People in her position at the OMB are typically in constant contact about budget and policy issues in their arenas, and since her area specifically is to oversee the Justice and Homeland Security Departments, among others, she would have been aware of what was happening. She would have been involved in discussions about getting extra immigration judges in place, how the zero tolerance policy would roll out, where detained immigrants would be kept, etc.

“The person who was in her position at OMB would typically know about a policy that was this major, and especially that cuts across different departments — here, both DHS and DOJ,” said Seth Grossman, former deputy general counsel and counselor to the secretary at DHS. “In a typical administration, the person would be aware and likely involved.”

It’s not clear, though, whether the OMB is functioning in the way it typically has. The Trump administration is often rife with chaos. And while someone in Kraninger’s position almost certainly would have been involved under the Obama White House, for example, that might not be the case under Trump.

There’s a chance she had no idea what was happening at all, that all of the decisions were made behind closed doors. Or she knew and was involved, or, best case scenario, didn’t do anything to intervene or voiced concerns and was overruled. Whatever the case, Democrats want answers.

“Either she was really involved in all these immigration policies and therefore she owes it to the US Senate and the American people to answer for it, or she wasn’t — and in that case, was not doing her job and also needs to answer for it,” Ken Baer, former associate director and senior adviser to the director at the OMB under the Obama administration, told me. “It’s one or the other.”

Public records show that Kraninger and her assistant, Alexandra Marten, in the months leading up to the announcement of the Trump administration’s zero tolerance policy met with multiple officials from DHS, US Immigrations and Customs Enforcement, and US Citizenship and Immigration Services. Marten also met with an executive from the Geo Group, a private prison operator that has profited from Trump’s immigration policies.

It’s not clear what topics were discussed in those meetings. That they took place isn’t atypical or necessarily nefarious. Kraninger’s job is to meet with various stakeholders under her umbrella at OMB.

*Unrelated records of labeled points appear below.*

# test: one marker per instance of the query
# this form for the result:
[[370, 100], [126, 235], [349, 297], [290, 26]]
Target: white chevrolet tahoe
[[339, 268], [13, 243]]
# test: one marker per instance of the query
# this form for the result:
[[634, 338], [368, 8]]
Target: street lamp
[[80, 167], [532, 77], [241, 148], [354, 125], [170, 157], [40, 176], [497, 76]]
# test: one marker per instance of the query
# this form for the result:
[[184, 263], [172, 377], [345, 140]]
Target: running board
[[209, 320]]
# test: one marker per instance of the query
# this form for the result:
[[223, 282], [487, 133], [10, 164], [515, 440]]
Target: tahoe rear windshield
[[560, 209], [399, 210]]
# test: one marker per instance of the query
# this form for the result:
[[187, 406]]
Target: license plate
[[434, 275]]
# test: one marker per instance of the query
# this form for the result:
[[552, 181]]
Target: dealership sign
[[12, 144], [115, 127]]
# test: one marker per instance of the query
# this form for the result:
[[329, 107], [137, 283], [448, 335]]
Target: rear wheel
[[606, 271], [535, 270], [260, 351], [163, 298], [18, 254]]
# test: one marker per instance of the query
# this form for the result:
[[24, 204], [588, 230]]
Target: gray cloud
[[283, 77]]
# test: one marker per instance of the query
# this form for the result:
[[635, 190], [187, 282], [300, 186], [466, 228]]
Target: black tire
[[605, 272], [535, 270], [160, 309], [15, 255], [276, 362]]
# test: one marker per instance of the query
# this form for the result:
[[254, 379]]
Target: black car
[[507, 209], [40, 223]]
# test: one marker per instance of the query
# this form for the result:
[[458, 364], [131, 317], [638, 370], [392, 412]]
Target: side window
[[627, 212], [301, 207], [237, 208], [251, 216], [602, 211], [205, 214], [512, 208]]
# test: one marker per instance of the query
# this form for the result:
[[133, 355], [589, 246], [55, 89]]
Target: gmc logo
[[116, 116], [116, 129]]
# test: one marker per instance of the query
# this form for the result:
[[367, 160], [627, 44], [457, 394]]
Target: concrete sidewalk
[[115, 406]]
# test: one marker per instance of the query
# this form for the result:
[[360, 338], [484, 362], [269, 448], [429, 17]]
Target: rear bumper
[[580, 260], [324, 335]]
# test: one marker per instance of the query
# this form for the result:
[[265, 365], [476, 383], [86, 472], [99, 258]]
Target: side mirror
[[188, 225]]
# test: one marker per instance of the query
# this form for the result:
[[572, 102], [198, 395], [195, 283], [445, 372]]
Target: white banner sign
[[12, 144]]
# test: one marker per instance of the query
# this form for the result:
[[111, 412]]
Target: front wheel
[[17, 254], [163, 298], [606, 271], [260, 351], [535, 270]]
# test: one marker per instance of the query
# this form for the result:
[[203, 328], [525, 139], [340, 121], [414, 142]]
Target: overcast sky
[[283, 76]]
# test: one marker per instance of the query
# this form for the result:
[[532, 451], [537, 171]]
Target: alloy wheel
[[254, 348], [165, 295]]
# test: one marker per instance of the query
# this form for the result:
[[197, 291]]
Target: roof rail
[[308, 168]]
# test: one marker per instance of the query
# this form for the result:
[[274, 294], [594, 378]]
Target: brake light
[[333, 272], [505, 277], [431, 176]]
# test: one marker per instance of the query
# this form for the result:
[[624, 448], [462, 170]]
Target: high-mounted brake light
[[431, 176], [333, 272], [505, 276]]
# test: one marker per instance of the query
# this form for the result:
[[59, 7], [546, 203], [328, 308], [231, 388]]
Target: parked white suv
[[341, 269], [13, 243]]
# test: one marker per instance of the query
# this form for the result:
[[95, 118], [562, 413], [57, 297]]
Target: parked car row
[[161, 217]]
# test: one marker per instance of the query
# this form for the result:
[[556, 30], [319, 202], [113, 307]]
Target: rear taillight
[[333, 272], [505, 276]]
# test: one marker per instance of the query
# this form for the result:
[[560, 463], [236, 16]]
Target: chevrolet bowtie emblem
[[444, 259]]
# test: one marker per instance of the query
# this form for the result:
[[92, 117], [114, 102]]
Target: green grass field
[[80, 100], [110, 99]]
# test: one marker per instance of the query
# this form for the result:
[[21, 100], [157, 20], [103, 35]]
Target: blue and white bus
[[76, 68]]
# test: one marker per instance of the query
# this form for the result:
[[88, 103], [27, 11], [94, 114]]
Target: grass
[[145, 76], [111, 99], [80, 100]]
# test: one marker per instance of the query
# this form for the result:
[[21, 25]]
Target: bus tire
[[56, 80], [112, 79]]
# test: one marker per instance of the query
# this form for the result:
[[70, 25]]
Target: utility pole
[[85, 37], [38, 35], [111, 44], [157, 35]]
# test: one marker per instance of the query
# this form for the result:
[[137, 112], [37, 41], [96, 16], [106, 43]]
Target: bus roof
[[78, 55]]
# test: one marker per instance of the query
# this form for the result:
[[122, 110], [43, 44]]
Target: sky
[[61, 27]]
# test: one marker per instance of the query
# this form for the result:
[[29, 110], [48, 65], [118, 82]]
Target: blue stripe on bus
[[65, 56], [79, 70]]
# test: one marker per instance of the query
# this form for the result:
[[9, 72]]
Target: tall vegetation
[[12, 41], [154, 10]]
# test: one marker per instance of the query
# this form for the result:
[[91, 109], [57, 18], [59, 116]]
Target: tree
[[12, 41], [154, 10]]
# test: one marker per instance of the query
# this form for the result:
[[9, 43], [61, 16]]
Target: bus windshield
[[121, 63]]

Kathy Kraninger was a surprising pick

Kraninger was an unexpected pick to head the CFPB. Multiple names were floated as potential nominees before Trump’s announcement, including Ohio lawyer Jonathan Denver and National Credit Union Administration chair J. Mark McWatters, but not Kraninger’s.

She doesn’t have a discernable history or interest in financial services. George Mason University law professor J.W. Verret described her as a “mid-level budget staffer lacking expertise, chosen to lead one of the most powerful agencies in the government,” in an interview with the Wall Street Journal when she was nominated.

There has been some speculation that Kraninger’s nomination is simply a ploy by the Trump administration to keep Mulvaney, a fierce critic of the bureau who has taken multiple measures to roll back its scale, in place for longer. Mulvaney is currently head of the OMB as well.

Kraninger’s nomination resets the clock on Mulvaney’s time as acting director of the CFPB. If she doesn’t get confirmed by the Senate, he gets to stay in. Either way, the confirmation could take months.

“It’s heads we win, tails they lose,” Chuck Gabriel, president of research firm Capital Alpha Partners, though he emphasized he doesn’t think Kraninger is a throw-away candidate and may very well be confirmed, including possibly with some Democratic votes. “I think she reflects the downscaling of the weight and range of movement that Republicans envisioned for that bureau.”

Gabriel added that he’s not sure concerns about Kraninger’s involvement in family separation will stick. “My guess is she will not have played a leading role in that policy and that she is more of a manager than somebody who has ideological policy views like a Stephen Miller,” he said. “She was just in the loop on it, and I don’t think that’s disqualifying.”